Risk-Adjusted Performance

0 of 100

 
Weak
 
Strong
Very Weak
Over the last 90 days First Trust Exchange Traded has generated negative risk-adjusted returns adding no value to investors with long positions. In spite of fairly stable basic indicators, First Trust is not utilizing all of its potentials. The current stock price fuss, may contribute to near-short-term losses for the sophisticated investors.

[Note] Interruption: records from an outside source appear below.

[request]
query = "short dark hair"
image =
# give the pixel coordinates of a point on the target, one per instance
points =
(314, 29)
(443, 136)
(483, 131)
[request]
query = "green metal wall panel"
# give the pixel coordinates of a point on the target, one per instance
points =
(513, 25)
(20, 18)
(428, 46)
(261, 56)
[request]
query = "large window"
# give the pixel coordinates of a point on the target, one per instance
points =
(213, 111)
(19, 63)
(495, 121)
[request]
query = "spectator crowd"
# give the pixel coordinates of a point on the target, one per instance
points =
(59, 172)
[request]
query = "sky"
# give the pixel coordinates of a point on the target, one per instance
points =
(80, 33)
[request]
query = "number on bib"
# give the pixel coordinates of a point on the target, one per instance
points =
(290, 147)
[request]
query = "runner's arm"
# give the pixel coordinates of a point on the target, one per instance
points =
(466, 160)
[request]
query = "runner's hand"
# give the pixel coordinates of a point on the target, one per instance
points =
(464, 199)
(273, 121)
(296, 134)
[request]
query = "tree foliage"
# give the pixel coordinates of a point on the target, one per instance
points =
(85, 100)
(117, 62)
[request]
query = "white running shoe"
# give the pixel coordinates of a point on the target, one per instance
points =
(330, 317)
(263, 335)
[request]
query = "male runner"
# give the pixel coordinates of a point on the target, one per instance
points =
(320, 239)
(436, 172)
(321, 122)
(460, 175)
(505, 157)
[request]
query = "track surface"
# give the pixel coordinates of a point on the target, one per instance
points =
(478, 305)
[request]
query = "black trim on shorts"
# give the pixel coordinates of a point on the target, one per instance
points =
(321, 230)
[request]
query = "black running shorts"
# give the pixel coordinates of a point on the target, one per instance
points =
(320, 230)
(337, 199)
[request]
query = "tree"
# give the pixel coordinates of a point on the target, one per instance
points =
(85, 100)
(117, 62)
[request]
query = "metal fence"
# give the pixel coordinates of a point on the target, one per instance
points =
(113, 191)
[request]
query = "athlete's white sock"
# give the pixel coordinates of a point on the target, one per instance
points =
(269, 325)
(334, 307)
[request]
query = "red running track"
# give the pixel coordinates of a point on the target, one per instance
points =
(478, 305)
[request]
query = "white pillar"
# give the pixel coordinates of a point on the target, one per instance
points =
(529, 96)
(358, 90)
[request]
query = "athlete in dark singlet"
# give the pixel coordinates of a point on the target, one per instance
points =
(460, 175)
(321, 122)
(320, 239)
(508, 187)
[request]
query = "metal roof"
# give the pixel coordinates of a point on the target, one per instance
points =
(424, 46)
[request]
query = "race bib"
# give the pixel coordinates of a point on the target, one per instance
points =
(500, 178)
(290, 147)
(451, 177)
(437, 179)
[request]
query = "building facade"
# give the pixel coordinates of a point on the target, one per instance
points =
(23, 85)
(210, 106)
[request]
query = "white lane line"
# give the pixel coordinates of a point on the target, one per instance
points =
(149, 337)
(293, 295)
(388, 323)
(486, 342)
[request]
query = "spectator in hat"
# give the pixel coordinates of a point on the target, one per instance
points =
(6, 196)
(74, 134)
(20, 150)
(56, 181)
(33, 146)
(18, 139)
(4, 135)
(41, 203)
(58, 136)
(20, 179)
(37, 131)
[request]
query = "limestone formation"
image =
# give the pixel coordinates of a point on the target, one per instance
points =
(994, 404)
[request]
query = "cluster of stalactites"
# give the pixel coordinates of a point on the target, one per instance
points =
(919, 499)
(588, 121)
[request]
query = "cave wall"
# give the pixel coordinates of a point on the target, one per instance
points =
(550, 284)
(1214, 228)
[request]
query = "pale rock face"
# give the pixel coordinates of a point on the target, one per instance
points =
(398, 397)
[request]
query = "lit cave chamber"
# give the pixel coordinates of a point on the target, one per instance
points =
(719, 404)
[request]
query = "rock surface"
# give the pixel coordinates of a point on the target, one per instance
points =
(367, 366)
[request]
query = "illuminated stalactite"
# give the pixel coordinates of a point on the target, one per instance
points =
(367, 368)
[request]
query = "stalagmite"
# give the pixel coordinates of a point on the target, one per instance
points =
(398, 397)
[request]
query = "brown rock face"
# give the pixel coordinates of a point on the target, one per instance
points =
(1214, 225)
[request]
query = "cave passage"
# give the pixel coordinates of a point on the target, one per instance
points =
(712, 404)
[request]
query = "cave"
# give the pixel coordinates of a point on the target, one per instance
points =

Vanguard Short and First Trust Volatility Contrast

   Predicted Return Density   
       Returns  

Pair Trading with Vanguard Short and First Trust

The main advantage of trading using opposite Vanguard Short and First Trust positions is that it hedges away some unsystematic risk. Because of two separate transactions, even if Vanguard Short position performs unexpectedly, First Trust can make up some of the losses. Pair trading also minimizes risk from directional movements in the market. For example, if an entire industry or sector drops because of unexpected headlines, the short position in First Trust will offset losses from the drop in First Trust's long position.
The idea behind Vanguard Short Term Treasury and First Trust Exchange Traded pairs trading is to make the combined position market-neutral, meaning the overall market's direction will not affect its win or loss (or potential downside or upside). This can be achieved by designing a pairs trade with two highly correlated stocks or equities that operate in a similar space or sector, making it possible to obtain profits through simple and relatively low-risk investment.
Check out your portfolio center.
Note that this page's information should be used as a complementary analysis to find the right mix of equity instruments to add to your existing portfolios or create a brand new portfolio. You can also try the Bollinger Bands module to use Bollinger Bands indicator to analyze target price for a given investing horizon.